E non ottengono nulla se non il loro stesso sangue leccato dalle ferite. La rincorsa sfrenata verso qualcosa che non esiste, e non smetteranno mai di correre, e si consumeranno le scarpe, ma tanto il "papi" incurante ne comprerà di più belle, magari con la zeppa alta, magari in pelle lucida bianca e nera, magari un tacco 12 mignotta. Manichini per fotografi, marionette del consumismo sfrenato.
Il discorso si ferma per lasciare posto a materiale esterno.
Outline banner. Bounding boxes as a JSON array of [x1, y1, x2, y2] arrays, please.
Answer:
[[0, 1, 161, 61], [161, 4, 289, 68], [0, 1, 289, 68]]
Stiamo vivendo un’epoca in cui non si vede altro che DISPERAZIONE.
E si vuole davvero la felicità, la si desidera come non mai, ma non si trova. Gli anni precedenti, il menefreghismo, l’ipocrisia dei sorrisi l’ha nascosta bene, la felicità.
Cercate, cercate ragazzi e ragazze.
A Roma tutti asinelli nel Paese dei Balocchi, e mille Mangiafuoco dai caschi blu.
Protestate contro voi stessi per una volta. Protestate verso quelle situazioni che vi fanno mentire, che vi rendono cinici, che vi fanno strappare un bel fiore dal prato. Protestate perché avete smarrito la retta via. Protestate contro il silenzio dei genitori che non hanno tempo di trasmettervi sani principi. Protestate per tutti quei baci in fronte non dati, gli abbracci veri, guardarsi nudi e pensare che in fondo siamo tutti stupendi...basta spogliarsi!